Question Video: Solving One Missing Length of a Right Triangle in Real-life Contexts | Nagwa Question Video: Solving One Missing Length of a Right Triangle in Real-life Contexts | Nagwa

Question Video: Solving One Missing Length of a Right Triangle in Real-life Contexts Mathematics

A ladder of height 24 feet leaning against a wall reaches a window 19 feet above the ground. To the nearest tenth, how far from the building is the bottom of the ladder?

04:12

Video Transcript

A ladder of height twenty-four feet leaning against a wall reaches a window nineteen feet above the ground. To the nearest tenth, how far from the building is the bottom of the ladder? Here, we have drawn a house with a wall and a ladder leaning against it. So let’s go ahead and label some things. It says a ladder of height twenty-four feet; that means the ladder is twenty-four feet tall.

In other words, the length of the ladder’s twenty-four feet. Next it says this ladder reaches a window that is nineteen feet above the ground. So our ladder touches the wall by the window at nineteen feet. It says, “To the nearest tenth, how far from the building is the bottom of the ladder?” So the bottom of the ladder is shown and we wanna to know how far from the building is the bottom of the ladder. We’ll call that 𝑥.

Now we’ve created a triangle with side lengths 𝑥, nineteen, and twenty-four. Since a house should have walls that are directly straight up and down, meaning they would be perpendicular to the ground, they should make ninety-degree angles. So in fact, we actually have a triangle with a ninety-degree angle.

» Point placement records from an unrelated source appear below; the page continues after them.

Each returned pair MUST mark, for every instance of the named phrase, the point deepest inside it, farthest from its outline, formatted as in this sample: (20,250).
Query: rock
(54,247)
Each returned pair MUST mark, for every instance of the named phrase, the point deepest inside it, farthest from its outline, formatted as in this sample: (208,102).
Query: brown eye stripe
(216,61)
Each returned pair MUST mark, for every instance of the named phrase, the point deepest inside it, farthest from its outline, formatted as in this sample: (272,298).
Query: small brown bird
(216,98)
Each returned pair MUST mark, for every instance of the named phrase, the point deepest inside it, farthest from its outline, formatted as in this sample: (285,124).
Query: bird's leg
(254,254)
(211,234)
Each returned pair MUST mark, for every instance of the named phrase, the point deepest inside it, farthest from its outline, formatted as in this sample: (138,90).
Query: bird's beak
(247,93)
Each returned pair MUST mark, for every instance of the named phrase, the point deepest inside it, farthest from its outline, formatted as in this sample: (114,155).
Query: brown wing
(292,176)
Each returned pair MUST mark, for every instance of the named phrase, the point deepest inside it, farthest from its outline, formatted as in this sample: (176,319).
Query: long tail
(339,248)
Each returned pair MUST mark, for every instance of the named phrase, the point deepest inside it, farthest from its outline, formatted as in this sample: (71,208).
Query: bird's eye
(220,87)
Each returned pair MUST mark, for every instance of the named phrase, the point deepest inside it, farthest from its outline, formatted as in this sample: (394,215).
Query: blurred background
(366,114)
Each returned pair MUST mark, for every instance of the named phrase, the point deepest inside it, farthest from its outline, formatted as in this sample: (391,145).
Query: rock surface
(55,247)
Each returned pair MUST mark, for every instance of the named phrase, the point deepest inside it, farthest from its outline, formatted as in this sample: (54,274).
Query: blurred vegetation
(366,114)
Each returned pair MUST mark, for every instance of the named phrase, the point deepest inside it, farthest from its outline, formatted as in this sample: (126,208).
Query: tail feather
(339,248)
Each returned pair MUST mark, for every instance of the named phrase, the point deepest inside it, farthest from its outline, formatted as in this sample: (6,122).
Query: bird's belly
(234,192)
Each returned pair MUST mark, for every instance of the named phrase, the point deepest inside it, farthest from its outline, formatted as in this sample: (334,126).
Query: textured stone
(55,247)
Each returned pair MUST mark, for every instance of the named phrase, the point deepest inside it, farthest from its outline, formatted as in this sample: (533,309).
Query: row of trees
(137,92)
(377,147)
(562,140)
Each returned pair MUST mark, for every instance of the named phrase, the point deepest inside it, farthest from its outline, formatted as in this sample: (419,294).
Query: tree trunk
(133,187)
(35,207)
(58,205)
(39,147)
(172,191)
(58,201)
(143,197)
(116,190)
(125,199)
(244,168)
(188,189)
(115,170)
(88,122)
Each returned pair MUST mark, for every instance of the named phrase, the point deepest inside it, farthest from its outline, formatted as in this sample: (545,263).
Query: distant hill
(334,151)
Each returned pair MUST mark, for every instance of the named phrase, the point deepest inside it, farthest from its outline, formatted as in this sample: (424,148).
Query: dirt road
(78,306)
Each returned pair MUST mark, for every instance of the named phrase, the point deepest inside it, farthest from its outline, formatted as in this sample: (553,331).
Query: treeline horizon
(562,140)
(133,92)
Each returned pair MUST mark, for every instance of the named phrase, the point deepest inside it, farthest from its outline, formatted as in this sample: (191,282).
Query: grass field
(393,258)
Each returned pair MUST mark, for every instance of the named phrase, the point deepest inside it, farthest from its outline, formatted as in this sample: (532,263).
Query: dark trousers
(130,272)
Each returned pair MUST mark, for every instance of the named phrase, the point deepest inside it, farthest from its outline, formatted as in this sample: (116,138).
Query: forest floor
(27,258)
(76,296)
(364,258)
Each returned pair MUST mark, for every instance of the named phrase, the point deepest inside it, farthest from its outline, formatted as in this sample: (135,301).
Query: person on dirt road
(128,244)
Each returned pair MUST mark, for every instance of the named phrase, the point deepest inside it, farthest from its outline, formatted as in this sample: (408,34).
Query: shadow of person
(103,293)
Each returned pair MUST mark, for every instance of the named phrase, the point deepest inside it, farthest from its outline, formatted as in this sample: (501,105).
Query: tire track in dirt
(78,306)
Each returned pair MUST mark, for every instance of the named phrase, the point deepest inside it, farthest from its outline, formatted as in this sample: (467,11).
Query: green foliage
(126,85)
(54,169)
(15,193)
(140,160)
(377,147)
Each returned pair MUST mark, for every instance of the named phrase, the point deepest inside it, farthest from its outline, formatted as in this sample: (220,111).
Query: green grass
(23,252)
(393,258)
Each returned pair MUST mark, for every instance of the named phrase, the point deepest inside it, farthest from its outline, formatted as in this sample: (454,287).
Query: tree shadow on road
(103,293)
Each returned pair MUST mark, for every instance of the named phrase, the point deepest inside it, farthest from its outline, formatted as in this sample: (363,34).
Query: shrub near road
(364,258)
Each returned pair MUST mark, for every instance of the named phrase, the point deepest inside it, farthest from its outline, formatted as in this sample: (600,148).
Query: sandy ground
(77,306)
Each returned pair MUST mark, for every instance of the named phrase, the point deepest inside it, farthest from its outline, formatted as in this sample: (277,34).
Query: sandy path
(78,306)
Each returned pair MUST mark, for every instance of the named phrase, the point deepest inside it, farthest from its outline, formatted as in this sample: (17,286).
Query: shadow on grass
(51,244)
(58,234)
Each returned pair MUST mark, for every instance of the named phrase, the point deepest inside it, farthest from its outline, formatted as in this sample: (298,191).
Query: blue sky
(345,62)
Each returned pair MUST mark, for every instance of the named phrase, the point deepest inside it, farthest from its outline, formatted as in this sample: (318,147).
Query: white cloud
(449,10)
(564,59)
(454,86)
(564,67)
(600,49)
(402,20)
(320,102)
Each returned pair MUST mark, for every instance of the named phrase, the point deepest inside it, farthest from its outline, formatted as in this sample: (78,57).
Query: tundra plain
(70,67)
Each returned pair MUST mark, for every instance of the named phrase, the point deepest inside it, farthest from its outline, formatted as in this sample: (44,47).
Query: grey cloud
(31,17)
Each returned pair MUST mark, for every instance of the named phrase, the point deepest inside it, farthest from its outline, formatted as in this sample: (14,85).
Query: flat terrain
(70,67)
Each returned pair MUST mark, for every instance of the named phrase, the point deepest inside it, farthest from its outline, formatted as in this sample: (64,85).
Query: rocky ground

And since we have a ninety-degree angle, we can use the Pythagorean theorem. And the Pythagorean theorem is 𝑎 squared plus 𝑏 squared equals 𝑐 squared, where 𝑎 and 𝑏 are the legs and 𝑐 is your hypotenuse.

The hypotenuse side is always across from the ninety-degree angle and is the longest side. Therefore, we can plug in nineteen and 𝑥 for our 𝑎 and 𝑏, the legs, and twenty-four for the hypotenuse we’ve just seen.

Again, we will replace 𝑎 with nineteen, 𝑏 with 𝑥, and 𝑐 with twenty-four. Now it actually doesn’t matter if you want to plug nineteen in for 𝑎 or nineteen in for 𝑏 because addition is commutative. Now we need to square each of these numbers in our variable 𝑥. So nineteen squared is three hundred and sixty-one, 𝑥 squared is 𝑥 squared or 𝑥 to the second power, and twenty-four squared is five hundred and seventy-six.

In order to solve for 𝑥, we need to first subtract three hundred and sixty-one from both sides of the equation. This makes the three hundred and sixty-ones cancel on the left-hand side and five hundred and seventy-six minus three hundred and sixty-one is two hundred and fifteen. Now in order to solve for 𝑥 or isolate 𝑥, to get it all by itself, we need to get rid of the squared. And the opposite of squaring a number is to square root it because they’re inverse operations.

And we get 𝑥 equals the square of two hundred and fifteen which is fourteen point six six two. However, we’re supposed to round to the nearest tenth. That means we need to round six, so we look to the number to the right, which is another six, and we decide if that’s going to round six up to seven or keep it at six.

Numbers five through nine will round six up; numbers zero through four will keep six the same. Therefore, we need to round up. Therefore, 𝑥 equals fourteen point seven feet. The building and the bottom of the ladder are fourteen point seven feet apart.